Your patients may be asking you about participating in the Medicare Part D prescription drug plan. This is the largest expansion of the federal Medicare program since the program's inception in 1965. We attempt to offer you some guidance to give to your patients. As our article explains, our patients are likely to turn to us for an explanation of the Part D benefit. The complexities of the program make it impossible to offer blanket advice. You should consider the patient's illness, the potential treatment options they have now, and options that may be important in the future. Some drugs will have less expense to the patient when administered under Part A (in the hospital outpatient department) or Part B (in the office setting). As our article explains, your patient's existing drug coverage should also be considered; if they have a drug coverage plan from their former or current employer, their current plan may be more advantageous than the government-sponsored Part D plan. As a practical matter, we cannot make treatment decisions on the basis of the economics of the situation. Although the law prohibits us from recommending one plan over another, if our patients have a variety of equally good treatment options, it's in all of our best interests to advise them on their treatment, payment, and insurance options.
The report from ASCO Clinical Practice Committee Chair John V. Cox, DO, FACP, should remind us of two things.
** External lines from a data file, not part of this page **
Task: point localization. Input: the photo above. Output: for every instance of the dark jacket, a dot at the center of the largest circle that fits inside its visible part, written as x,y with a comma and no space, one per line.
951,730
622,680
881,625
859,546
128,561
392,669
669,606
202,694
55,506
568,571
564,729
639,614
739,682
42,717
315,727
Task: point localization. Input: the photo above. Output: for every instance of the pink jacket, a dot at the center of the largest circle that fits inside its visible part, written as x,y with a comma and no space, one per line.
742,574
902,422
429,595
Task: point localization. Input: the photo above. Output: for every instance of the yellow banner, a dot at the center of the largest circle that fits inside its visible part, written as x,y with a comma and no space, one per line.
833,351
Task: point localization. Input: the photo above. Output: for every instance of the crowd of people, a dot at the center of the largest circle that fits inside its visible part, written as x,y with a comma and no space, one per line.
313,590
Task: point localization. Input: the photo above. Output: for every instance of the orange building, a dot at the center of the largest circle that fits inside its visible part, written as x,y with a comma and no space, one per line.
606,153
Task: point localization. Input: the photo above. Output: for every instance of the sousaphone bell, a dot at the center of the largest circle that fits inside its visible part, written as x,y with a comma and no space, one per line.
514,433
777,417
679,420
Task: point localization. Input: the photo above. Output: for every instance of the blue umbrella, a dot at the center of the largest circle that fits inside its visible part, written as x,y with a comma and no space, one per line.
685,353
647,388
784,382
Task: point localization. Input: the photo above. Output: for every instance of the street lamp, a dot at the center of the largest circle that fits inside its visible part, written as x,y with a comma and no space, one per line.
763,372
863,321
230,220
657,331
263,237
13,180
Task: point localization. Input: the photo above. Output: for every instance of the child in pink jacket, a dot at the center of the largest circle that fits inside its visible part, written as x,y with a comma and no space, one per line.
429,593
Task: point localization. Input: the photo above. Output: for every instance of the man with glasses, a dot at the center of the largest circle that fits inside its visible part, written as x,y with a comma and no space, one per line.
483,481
Firstly, although ASCO's disaster relief efforts after Hurricane Katrina were particularly noteworthy, we need better planning. Ad hoc arrangements got our patients through this time; the toll on the affected oncology practices is being counted. Cox raises important questions that the Journal will focus on in the coming year. Secondly, let us give thanks and remember our blessings as we gather with our families and friends during this holiday time. In the upper Midwest, we will not see the earth outside until spring. We wish our readers and families a happy time with their own friends and families.